Che sorpresa! Nebius ha deciso di inaugurare un nuovo centro dati dedicato all’intelligenza artificiale proprio nella gelida Finlandia. Ovviamente, non uno qualunque: stiamo parlando di uno dei più grandi d’Europa, che si piazzerà nella città di Lappeenranta con una capienza da ben 310 MW. Perché sì, nel fervore della corsa mondiale all’AI, ogni chilowatt conta. Il bello? Prevedono di iniziare a fornire servizi ai clienti entro il 2027. Quindi, meglio iniziare a contare i giorni.
Arkady Volozh, il CEO di Nebius, ci tiene a sottolineare quanto da tempo siano impegnati in Finlandia e quanto questa nuova struttura rappresenti “un’aggiunta significativa” alla loro espansione globale destinata a “raggiungere importanti obiettivi di capacità”. Tradotto: più energia elettrica da smerciare, più potere computazionale da vendere. Tutto nel segno del progresso… o forse del business, ma chi può dirlo?
L’Europa e la sua illimitata voglia di AI (con qualche intoppo)
Non è certo il solo. In tutta Europa abbiamo una valanga di annunci che sembrano usciti da un concorso a chi costruisce il data center più scintillante: la startup francese Mistral ha appena ottenuto un finanziamento da 830 milioni di dollari per un data center a due passi da Parigi. Già a febbraio aveva promesso investimenti da 1,2 miliardi di euro per ampliare la capacità in Svezia.
Più a nord, la britannica Nscale si è sbarazzata di 2 miliardi di dollari di finanziamenti (con una valutazione da capogiro di 14,6 miliardi) per costruire data center noti non solo nel Regno Unito, ma anche in Europa e negli Stati Uniti. E non finisce qui: nel 2025, altri mostri sacri come MGX, Bpifrance, Mistral e addirittura Nvidia si sono messi a progettare un campus da 1,4 GW in Francia, mentre altri si beano di investimenti fino a 9,9 miliardi per un centro AI in Svezia. Perfino OpenAI si sta montando la testa: un data center in stile Stargate in Norvegia, in partnership con Nscale, è già stato annunciato. Insomma, una vera fiera di promesse e cifre spaventose.

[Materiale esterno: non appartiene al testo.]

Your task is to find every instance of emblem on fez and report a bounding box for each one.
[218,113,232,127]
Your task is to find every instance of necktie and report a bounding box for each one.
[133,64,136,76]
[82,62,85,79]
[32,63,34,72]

Peccato che, nel frattempo, l’Europa si scontra con la dura realtà. Il costo energetico è alle stelle—nettamente più alto che negli States, per inciso—e mettere in collegamento questi colossali centri dati alle reti nazionali o a fonti di energia alternative è un’impresa che definire titanica è un eufemismo. Insomma, paletti e problemi a non finire, mentre tutti fanno a gara ad annunciare il prossimo “campione” dell’AI.
Nebius, con sede centrale nei Paesi Bassi ma quotata negli USA, ha decisamente fatto breccia come uno dei principali “neocloud” europei specializzati in potenza AI. L’obiettivo? Contratti per più di 3 gigawatt entro fine anno. Una fantasia costosa, che ha fatto volare le azioni della società del 2,4% nel pre-mercato.
Nell’area EMEA, Nebius si vanta di aver siglato contratti per oltre 750 MW, compresa una “fabbrica AI” vicino a Lille in Francia, promessa ad una capacità di 240 MW a regime. E per mitigare il sospetto che i giochi si facciano tutti oltreoceano, di recente la stessa azienda ha ricevuto l’ok per un centro dati di scala gigawatt in Missouri, USA. Così, per mantenere viva la tradizione delle previsioni faraoniche che nessuno sa ancora come realizzare.